Does Dan Petry like fruit?


So I’m in the Union Square Barnes & Noble, checking out the new releases. My friend Howard Bryant, one of the best writers out there, has a new biography, The Last Hero, on Hank Aaron that looks fantastic. A couple of months ago I’d read one of the chapters as a favor to Howard (not that he needed my insight), and I was blown away. The guy can flat out write and report.

The other book in front of me is Reggie Jackson: The Life and Thunderous Career of Baseball’s Mr. October. The author is Dayn Perry, a columnist for I’ve never heard of Dayn, but someone mentioned there was a Reggie bio in the works. I was riveted.

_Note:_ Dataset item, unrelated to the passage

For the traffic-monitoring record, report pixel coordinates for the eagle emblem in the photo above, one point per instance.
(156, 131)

The thing looks good. Cool cover, lots of sourcing. One thing, however, throws me for a loop. On page 295, in the second paragraph of the NOTES ON SOURCING section, Perry writes the following: “At certain points in the book, I enter Reggie’s head and presume to communicate his thoughts. I do so in the service of the narrative, and any thoughts I relay, while ultimately assumptons of what I believe he may have felt at certain instances, are informed by the facts and by what I came to learn of Reggie’s inner workings.”

Uhm … uh … hmmm.

Now, before I go on, let me admit that—early in my career—I pulled similar crap. I would presume/assume to know what somebody was thinking, based on research and conversations with others. Here, however, is the problem: It’s impossible. Absolutely, positively impossible. Right now, as I write this, someone in the store might be thinking, “That guy is clearly focussed on the task at hand.” In fact, I’m actually wondering, “Does Dan Petry like fruit?” In other words, presuming thought is a gimmick, and a pretty weak one. It’s a lazy device. And anyone who has criticized me for doing it in the past was 100% in the right. If someone literally states, “I was thinking so-and-so,” well, that’s fair. But to guess a thought … to presume such knowledge based on research—no, no, no. Can’t have it.

That’s why guys like Bryant and Jonathan Eig (author of Get Capone!) and Leigh Montville and Mark Kriegel lead my list as the greats of the sports book genre. They don’t rely on gimmicks or cut corners. They report the hell out of something and let the material speak louder than the writing devices.

I’m not trying to kill Perry here, because I understand the temptation. But is it a bad way to go? Yup, it is.